Control of dilation size (diameter)
Dilation size is established by via the volumetric control of balloon filling. Real-time measurement at the balloon waist allows for controlled dilation to any diameter to achieve the desired effect. This contrasts with the use of single-size or even multi-size dilator balloons that may require the use of multiple balloons if the desired effect is not achieved.
Measurement of stricture size and assessment of dilation effect
EsoFLIP dilation provides the possibility of objectively measuring stricture size and assessing the response to dilation immediately after the procedure. Studies in which EndoFLIP is used have demonstrated its utility in measuring stricture size, especially in eosinophilic esophagitis55,57-59. Additionally, measurement of EGJ-DI with EndoFLIP in achalasia patients facilitates the assessment of response to treatment (myotomy or pneumatic dilation) with associations to clinical outcomes at the time of treatment57,60,61. EsoFLIP 330 is also useful to perform EGJ dilation in patients with achalasia and success, defined as an Eckardt score <3, was obtained in 63 % of patients, with no major adverse events62,63.
Limitations of EsoFLIP dilation
Some features of the device may limit the ease of the procedure, such as the lack of ability to pass through-the-scope, the external guidewire that requires removal prior to dilation, the need for an external pressure monitor, and the time required to fill and empty the dilator balloon. Also, as expected due to the novelty of the device, there are few studies reporting on the use or efficacy of EsoFLIP57.

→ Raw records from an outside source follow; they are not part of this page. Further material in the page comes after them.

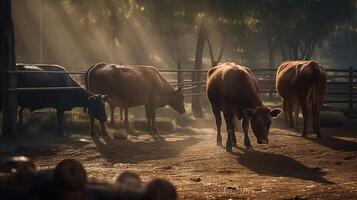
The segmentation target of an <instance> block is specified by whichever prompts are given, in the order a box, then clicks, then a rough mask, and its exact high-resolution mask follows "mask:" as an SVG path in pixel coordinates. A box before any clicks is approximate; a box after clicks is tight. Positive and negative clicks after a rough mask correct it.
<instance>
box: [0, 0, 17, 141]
mask: <svg viewBox="0 0 357 200" xmlns="http://www.w3.org/2000/svg"><path fill="white" fill-rule="evenodd" d="M0 7H1V8H0V9H1V10H2V11H4V12H1V13H0V20H1V24H2V26H1V27H0V34H1V37H0V49H1V50H0V51H1V54H0V67H1V68H0V70H1V71H0V74H1V80H0V81H2V83H1V90H2V91H1V95H2V96H1V98H2V101H1V103H2V105H3V106H2V107H1V108H2V115H3V118H2V135H8V136H13V135H16V133H17V123H16V119H17V95H16V92H9V91H8V88H10V89H14V88H16V87H17V79H16V74H9V73H8V71H16V54H15V33H14V26H13V21H12V13H11V0H6V1H5V0H4V1H1V3H0Z"/></svg>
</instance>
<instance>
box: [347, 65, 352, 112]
mask: <svg viewBox="0 0 357 200" xmlns="http://www.w3.org/2000/svg"><path fill="white" fill-rule="evenodd" d="M348 102H349V103H348V112H350V113H352V112H353V68H352V67H350V68H349V99H348Z"/></svg>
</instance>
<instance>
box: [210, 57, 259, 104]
mask: <svg viewBox="0 0 357 200" xmlns="http://www.w3.org/2000/svg"><path fill="white" fill-rule="evenodd" d="M207 95H208V98H209V100H210V102H211V104H212V105H213V106H215V107H217V108H218V109H220V110H222V111H224V110H232V109H233V110H236V111H237V110H238V111H242V110H243V109H244V108H254V107H255V106H257V105H260V104H261V101H260V98H259V96H258V84H257V81H256V79H255V77H254V76H253V74H252V73H251V71H250V69H249V68H246V67H243V66H239V65H236V64H234V63H223V64H221V65H219V66H217V67H214V68H212V69H211V70H209V72H208V77H207Z"/></svg>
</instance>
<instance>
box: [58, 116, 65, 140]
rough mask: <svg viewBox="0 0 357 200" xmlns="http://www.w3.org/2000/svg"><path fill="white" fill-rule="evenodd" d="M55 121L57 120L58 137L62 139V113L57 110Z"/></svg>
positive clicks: (63, 133) (62, 129)
mask: <svg viewBox="0 0 357 200" xmlns="http://www.w3.org/2000/svg"><path fill="white" fill-rule="evenodd" d="M57 120H58V132H57V133H58V136H60V137H63V136H64V133H63V124H64V111H62V110H57Z"/></svg>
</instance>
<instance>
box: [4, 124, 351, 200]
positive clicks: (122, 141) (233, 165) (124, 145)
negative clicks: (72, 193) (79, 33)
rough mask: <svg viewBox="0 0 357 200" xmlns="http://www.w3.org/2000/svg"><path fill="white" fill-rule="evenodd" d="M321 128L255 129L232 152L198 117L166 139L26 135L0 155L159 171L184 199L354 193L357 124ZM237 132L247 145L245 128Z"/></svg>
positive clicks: (236, 197) (109, 166) (216, 198)
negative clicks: (315, 131)
mask: <svg viewBox="0 0 357 200" xmlns="http://www.w3.org/2000/svg"><path fill="white" fill-rule="evenodd" d="M113 130H114V131H115V129H112V130H111V131H113ZM223 130H225V128H224V129H223ZM323 133H324V135H325V137H324V139H321V140H316V139H314V135H310V136H309V138H301V137H300V136H299V134H298V133H297V132H295V131H294V130H289V129H285V128H282V127H280V128H279V127H277V128H273V129H272V130H271V134H270V143H269V144H268V145H258V144H256V142H255V137H254V136H253V134H252V133H250V138H251V141H252V145H253V147H254V148H255V151H253V152H246V151H245V150H244V148H239V149H234V153H232V154H229V153H227V152H226V151H225V149H224V148H220V147H217V146H216V141H215V138H216V135H215V128H214V123H213V122H212V121H197V122H196V123H195V124H193V125H191V126H190V127H186V128H177V129H175V130H174V131H161V135H162V137H163V138H164V139H163V140H160V139H159V140H158V139H154V138H152V137H151V136H150V135H149V134H148V133H145V132H142V133H140V134H138V135H136V136H129V138H128V140H117V139H113V138H111V137H107V138H97V137H95V138H91V137H89V136H88V135H86V134H85V135H75V134H73V135H71V136H68V137H66V138H58V137H56V136H51V135H54V133H41V134H36V135H22V136H19V137H18V138H13V139H2V140H1V142H0V156H1V157H3V156H9V155H26V156H30V157H32V158H33V159H34V160H35V163H36V165H37V166H38V167H39V168H48V167H53V166H55V165H56V163H58V162H59V161H61V160H62V159H64V158H75V159H78V160H80V161H81V162H82V163H83V164H84V166H85V168H86V169H87V171H88V173H89V175H90V176H93V177H94V176H95V177H100V178H105V179H112V178H113V177H114V176H115V175H116V174H119V173H121V172H123V171H124V170H130V171H133V172H136V173H139V174H140V176H141V177H142V179H144V180H150V179H152V178H155V177H162V178H166V179H168V180H170V181H172V182H173V183H174V184H175V185H176V187H177V190H178V193H179V196H180V199H306V198H307V199H357V128H354V127H345V128H324V129H323ZM223 135H224V136H226V134H225V132H223ZM236 135H237V139H238V141H239V145H240V147H243V144H242V135H243V134H242V133H240V132H238V133H236ZM224 141H225V138H224Z"/></svg>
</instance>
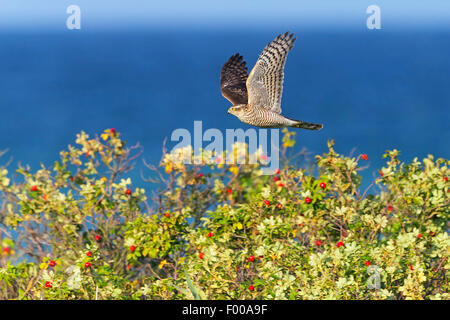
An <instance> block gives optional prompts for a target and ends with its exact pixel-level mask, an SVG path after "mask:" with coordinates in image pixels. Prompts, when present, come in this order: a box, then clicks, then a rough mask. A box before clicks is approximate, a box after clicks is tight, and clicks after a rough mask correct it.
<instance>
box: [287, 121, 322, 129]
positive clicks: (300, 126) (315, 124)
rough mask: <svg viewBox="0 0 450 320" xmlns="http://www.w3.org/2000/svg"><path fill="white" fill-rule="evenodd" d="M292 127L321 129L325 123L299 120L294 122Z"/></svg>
mask: <svg viewBox="0 0 450 320" xmlns="http://www.w3.org/2000/svg"><path fill="white" fill-rule="evenodd" d="M291 127H294V128H300V129H308V130H320V129H322V127H323V125H321V124H316V123H309V122H303V121H297V123H295V124H293V125H292V126H291Z"/></svg>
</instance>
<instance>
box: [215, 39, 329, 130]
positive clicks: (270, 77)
mask: <svg viewBox="0 0 450 320" xmlns="http://www.w3.org/2000/svg"><path fill="white" fill-rule="evenodd" d="M295 40H296V39H295V38H294V34H293V33H291V34H289V33H288V32H286V33H284V34H282V35H279V36H277V37H276V38H275V39H274V40H273V41H272V42H271V43H269V44H267V45H266V47H265V48H264V50H263V52H262V53H261V55H260V56H259V59H258V61H257V62H256V64H255V66H254V67H253V69H252V71H251V72H250V75H248V73H247V67H246V66H245V64H246V63H245V61H243V57H242V56H241V55H240V54H238V53H237V54H235V55H233V56H231V57H230V59H229V60H228V61H227V62H226V63H225V64H224V66H223V67H222V70H221V73H220V78H221V79H220V85H221V90H222V94H223V96H224V97H225V98H227V99H228V100H229V101H230V102H231V103H232V104H233V106H232V107H231V108H230V109H229V110H228V112H229V113H231V114H233V115H235V116H236V117H238V118H239V120H241V121H242V122H244V123H247V124H250V125H254V126H258V127H264V128H282V127H296V128H302V129H309V130H320V129H321V128H322V125H321V124H313V123H308V122H303V121H298V120H294V119H290V118H287V117H284V116H282V115H281V96H282V94H283V79H284V65H285V63H286V57H287V54H288V53H289V50H291V49H292V48H293V46H294V45H293V43H294V41H295Z"/></svg>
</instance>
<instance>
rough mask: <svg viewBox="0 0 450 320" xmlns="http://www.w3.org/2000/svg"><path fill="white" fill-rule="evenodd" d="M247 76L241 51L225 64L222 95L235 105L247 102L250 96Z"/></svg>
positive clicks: (222, 79)
mask: <svg viewBox="0 0 450 320" xmlns="http://www.w3.org/2000/svg"><path fill="white" fill-rule="evenodd" d="M247 77H248V71H247V67H246V66H245V61H243V57H242V56H241V55H240V54H239V53H236V54H235V55H233V56H231V57H230V59H228V61H227V62H226V63H225V64H224V65H223V67H222V71H221V72H220V90H221V91H222V95H223V96H224V97H225V98H227V99H228V100H229V101H230V102H231V103H232V104H233V105H237V104H247V101H248V96H247V87H246V85H245V83H246V81H247Z"/></svg>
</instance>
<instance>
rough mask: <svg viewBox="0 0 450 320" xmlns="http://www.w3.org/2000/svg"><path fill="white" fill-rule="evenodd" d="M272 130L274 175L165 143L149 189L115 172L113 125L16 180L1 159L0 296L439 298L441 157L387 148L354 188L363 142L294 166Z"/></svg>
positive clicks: (129, 149) (71, 148)
mask: <svg viewBox="0 0 450 320" xmlns="http://www.w3.org/2000/svg"><path fill="white" fill-rule="evenodd" d="M284 133H285V135H284V137H283V150H282V155H283V156H284V157H283V162H282V163H283V166H282V168H280V170H279V171H277V174H274V175H273V176H267V175H261V172H260V167H259V165H239V166H238V165H225V164H224V163H223V162H224V161H223V160H222V157H225V156H227V155H219V156H220V157H212V156H213V155H211V154H209V155H208V157H209V158H208V157H206V159H207V160H205V161H204V163H203V164H202V165H190V166H188V165H184V164H181V163H179V162H177V161H175V160H176V158H177V156H176V154H174V153H164V155H163V160H162V161H161V164H160V166H159V167H153V166H151V165H147V167H148V168H149V170H151V173H152V175H151V176H152V177H153V178H151V179H148V182H149V184H150V186H155V185H156V186H157V190H158V192H157V193H156V195H155V196H154V197H153V198H152V201H150V202H148V201H147V196H146V192H145V190H144V189H142V188H135V187H133V184H132V182H131V180H130V178H127V177H126V176H125V175H126V174H127V173H128V172H129V171H130V170H132V169H133V161H134V160H135V159H136V158H137V157H138V156H139V154H140V148H139V146H135V147H131V148H128V147H126V145H125V142H124V141H122V140H121V139H120V133H118V132H117V131H116V130H114V129H109V130H105V132H104V133H102V134H101V135H100V137H96V138H90V137H89V136H88V135H87V134H86V133H84V132H82V133H81V134H79V135H77V139H76V143H77V146H76V147H74V146H70V145H69V146H68V149H67V150H66V151H63V152H61V159H60V160H59V161H56V162H55V164H54V165H53V168H46V167H45V166H42V167H41V169H39V170H37V171H35V172H31V170H30V169H29V168H27V167H19V169H18V170H17V174H18V176H14V179H15V180H17V181H13V177H11V175H10V174H9V173H8V170H7V169H6V168H4V167H2V168H0V193H1V196H2V207H1V213H0V243H1V245H2V251H1V253H0V298H2V299H192V298H196V299H448V298H449V294H448V280H447V279H448V270H449V261H448V255H449V244H450V239H449V236H448V233H447V228H448V214H449V211H450V210H449V192H448V191H449V182H448V179H447V177H448V176H449V169H448V164H449V161H448V160H445V159H436V160H435V159H434V158H433V157H432V156H428V157H427V158H425V159H423V161H422V162H420V161H418V160H417V158H416V159H414V160H413V161H412V163H410V164H404V163H401V162H400V160H399V159H398V156H399V152H398V151H397V150H393V151H387V152H386V154H385V155H384V157H385V158H386V159H387V161H386V165H385V166H384V167H383V168H381V169H380V170H379V176H378V177H377V178H376V179H375V180H374V181H373V183H372V185H371V186H370V187H369V188H368V189H367V190H365V191H362V190H361V182H362V177H361V175H359V172H360V171H361V170H362V169H363V167H362V166H363V165H364V163H363V162H364V161H365V160H367V155H365V154H364V155H360V156H358V157H356V158H355V157H353V158H350V157H345V156H343V155H340V154H338V153H337V152H336V151H335V150H334V146H333V141H330V142H329V143H328V147H329V152H328V153H327V154H324V155H321V156H316V159H315V162H314V163H313V164H311V165H310V166H308V167H306V168H302V167H299V166H298V165H294V164H292V161H295V160H296V158H294V159H288V158H287V157H286V156H285V155H286V154H288V153H287V152H286V151H289V150H290V148H291V147H292V146H293V145H294V143H295V140H294V139H293V138H294V134H293V133H292V132H289V131H287V130H285V131H284ZM244 148H245V146H243V145H236V152H237V153H245V150H244ZM184 152H187V154H188V155H191V154H192V150H191V149H189V148H187V149H185V150H184ZM205 155H206V153H205ZM255 156H257V157H261V155H258V154H257V155H255ZM153 188H155V187H153ZM375 188H377V189H376V190H375Z"/></svg>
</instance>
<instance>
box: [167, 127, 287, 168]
mask: <svg viewBox="0 0 450 320" xmlns="http://www.w3.org/2000/svg"><path fill="white" fill-rule="evenodd" d="M269 135H270V137H269ZM279 140H280V131H279V129H258V130H256V129H254V128H249V129H247V130H245V131H244V130H243V129H240V128H238V129H226V131H225V137H224V136H223V133H222V131H220V130H219V129H214V128H210V129H207V130H205V131H204V132H203V126H202V121H194V133H193V135H191V132H190V131H189V130H187V129H184V128H179V129H176V130H174V131H173V132H172V135H171V141H172V142H178V143H177V144H176V145H175V146H174V147H173V148H172V150H171V152H170V153H171V154H172V155H174V157H173V158H174V160H175V161H177V162H179V163H184V164H209V163H214V162H215V163H223V164H260V165H262V166H263V167H262V168H261V170H262V173H263V174H273V172H274V170H275V169H276V168H278V167H279V163H280V161H279V158H280V157H279V150H280V148H279ZM205 142H206V144H204V143H205Z"/></svg>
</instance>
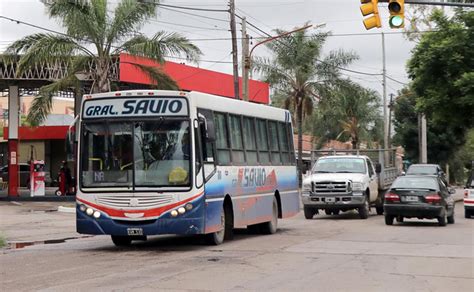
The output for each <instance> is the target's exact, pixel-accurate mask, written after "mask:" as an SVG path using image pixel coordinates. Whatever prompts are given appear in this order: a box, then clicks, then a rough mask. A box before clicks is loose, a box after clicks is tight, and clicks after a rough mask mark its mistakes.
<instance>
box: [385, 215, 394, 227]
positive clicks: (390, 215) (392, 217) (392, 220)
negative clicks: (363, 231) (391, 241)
mask: <svg viewBox="0 0 474 292" xmlns="http://www.w3.org/2000/svg"><path fill="white" fill-rule="evenodd" d="M393 217H394V216H393V215H385V224H386V225H393Z"/></svg>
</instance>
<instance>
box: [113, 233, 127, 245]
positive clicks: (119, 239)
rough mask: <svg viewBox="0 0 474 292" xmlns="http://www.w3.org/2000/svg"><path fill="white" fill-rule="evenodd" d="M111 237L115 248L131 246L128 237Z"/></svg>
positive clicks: (116, 236)
mask: <svg viewBox="0 0 474 292" xmlns="http://www.w3.org/2000/svg"><path fill="white" fill-rule="evenodd" d="M111 237H112V242H113V243H114V244H115V246H130V245H131V244H132V238H131V237H130V236H122V235H112V236H111Z"/></svg>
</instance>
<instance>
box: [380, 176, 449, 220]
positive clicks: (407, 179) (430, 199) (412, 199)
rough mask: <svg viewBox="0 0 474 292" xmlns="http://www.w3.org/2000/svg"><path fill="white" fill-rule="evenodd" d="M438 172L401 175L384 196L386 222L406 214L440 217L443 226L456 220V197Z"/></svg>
mask: <svg viewBox="0 0 474 292" xmlns="http://www.w3.org/2000/svg"><path fill="white" fill-rule="evenodd" d="M453 193H454V189H451V190H448V188H447V187H446V185H445V184H444V183H443V181H442V180H441V179H440V178H439V177H438V176H425V175H424V176H421V175H411V176H401V177H399V178H397V179H396V180H395V182H394V183H393V184H392V186H391V187H390V189H389V190H388V191H387V193H386V194H385V197H384V205H383V208H384V214H385V224H387V225H392V224H393V219H395V218H396V219H397V221H398V222H403V218H418V219H424V218H426V219H437V220H438V224H439V225H440V226H446V222H447V223H450V224H452V223H454V199H453V197H452V196H451V194H453Z"/></svg>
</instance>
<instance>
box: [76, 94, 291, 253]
mask: <svg viewBox="0 0 474 292" xmlns="http://www.w3.org/2000/svg"><path fill="white" fill-rule="evenodd" d="M79 125H80V127H79V131H80V133H79V140H78V144H79V148H78V151H77V152H78V163H77V173H78V182H77V194H76V200H77V231H78V232H79V233H84V234H108V235H111V237H112V241H113V242H114V244H115V245H129V244H130V243H131V242H132V241H133V240H145V239H146V238H147V236H150V235H158V234H188V235H189V234H204V235H205V238H206V240H207V241H208V242H209V243H210V244H220V243H222V242H223V241H224V239H231V238H232V230H233V229H234V228H245V227H250V228H254V229H255V230H257V231H259V232H261V233H267V234H271V233H274V232H276V229H277V220H278V218H286V217H289V216H292V215H295V214H297V213H298V212H299V194H298V183H297V172H296V166H295V153H294V147H293V139H292V137H293V133H292V126H291V118H290V113H289V112H288V111H286V110H282V109H278V108H274V107H270V106H266V105H262V104H255V103H249V102H244V101H240V100H235V99H229V98H225V97H219V96H213V95H209V94H203V93H199V92H179V91H159V90H133V91H119V92H109V93H101V94H94V95H86V96H84V101H83V103H82V111H81V116H80V120H79Z"/></svg>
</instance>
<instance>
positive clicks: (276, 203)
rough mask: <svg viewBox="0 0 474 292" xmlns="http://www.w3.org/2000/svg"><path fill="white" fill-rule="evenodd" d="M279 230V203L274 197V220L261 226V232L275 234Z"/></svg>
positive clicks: (272, 205) (264, 223) (273, 205)
mask: <svg viewBox="0 0 474 292" xmlns="http://www.w3.org/2000/svg"><path fill="white" fill-rule="evenodd" d="M277 228H278V202H277V200H276V198H275V197H273V202H272V220H270V221H268V222H264V223H262V224H260V232H261V233H262V234H274V233H275V232H276V231H277Z"/></svg>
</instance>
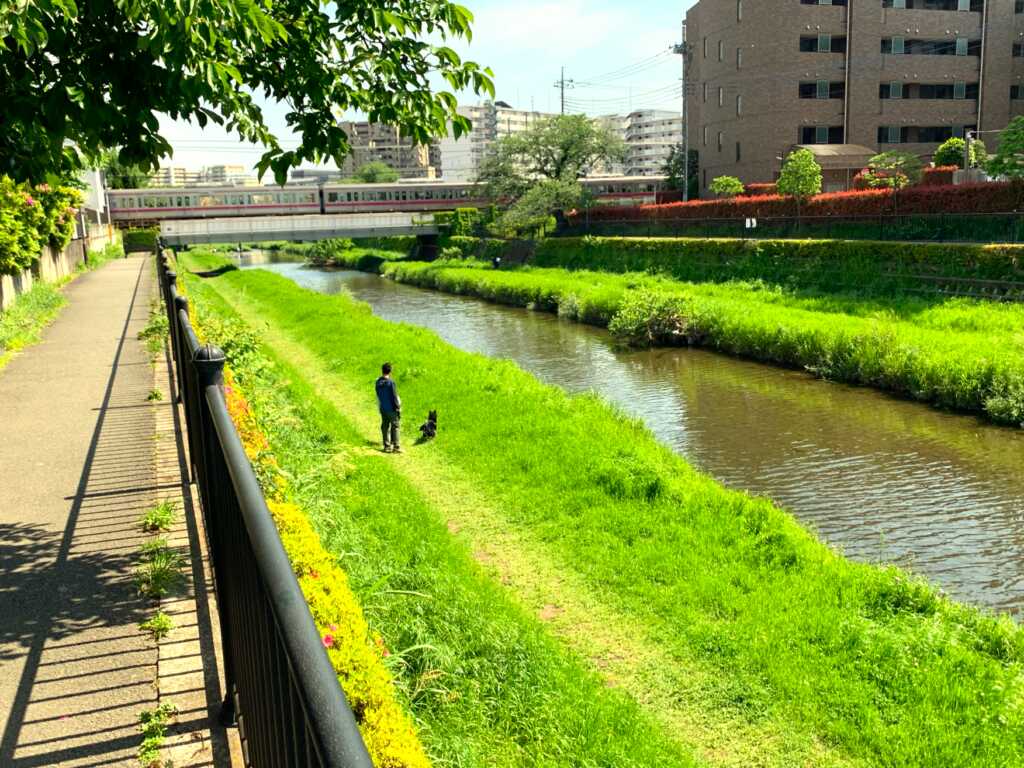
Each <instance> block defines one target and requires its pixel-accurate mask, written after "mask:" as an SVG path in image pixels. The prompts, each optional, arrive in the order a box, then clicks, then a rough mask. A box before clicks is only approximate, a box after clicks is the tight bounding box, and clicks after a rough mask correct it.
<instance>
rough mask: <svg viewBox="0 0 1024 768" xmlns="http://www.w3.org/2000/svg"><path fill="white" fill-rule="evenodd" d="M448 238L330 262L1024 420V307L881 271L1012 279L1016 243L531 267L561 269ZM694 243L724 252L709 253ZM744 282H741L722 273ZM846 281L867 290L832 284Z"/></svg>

The study by Schnurre et al.63 found good efficacy in both subjective and objective short-term treatment outcome after EsoFLIP dilation in patients with previously untreated achalasia. These findings suggest that EsoFLIP is a promising dilation technology that should be further studied in a larger controlled setting and with a longer follow-up.
Conclusion
EndoFLIP is a new technology available in our country with a wide clinical utility, mainly as a complementary diagnostic tool, when esophageal manometry with swallowing tests and complementary imaging scans (esophagogram or barium sulfate) are not sufficient to confirm functional disorders of esophagogastric junction outflow obstruction. Furthermore, it has a therapeutic role in the dilation of achalasia, esophageal stricture, and during fundoplication surgery. Its clinical usefulness in other disorders such as eosinophilic esophagitis, gastroesophageal reflux, gastroparesis, among others, is yet to be determined.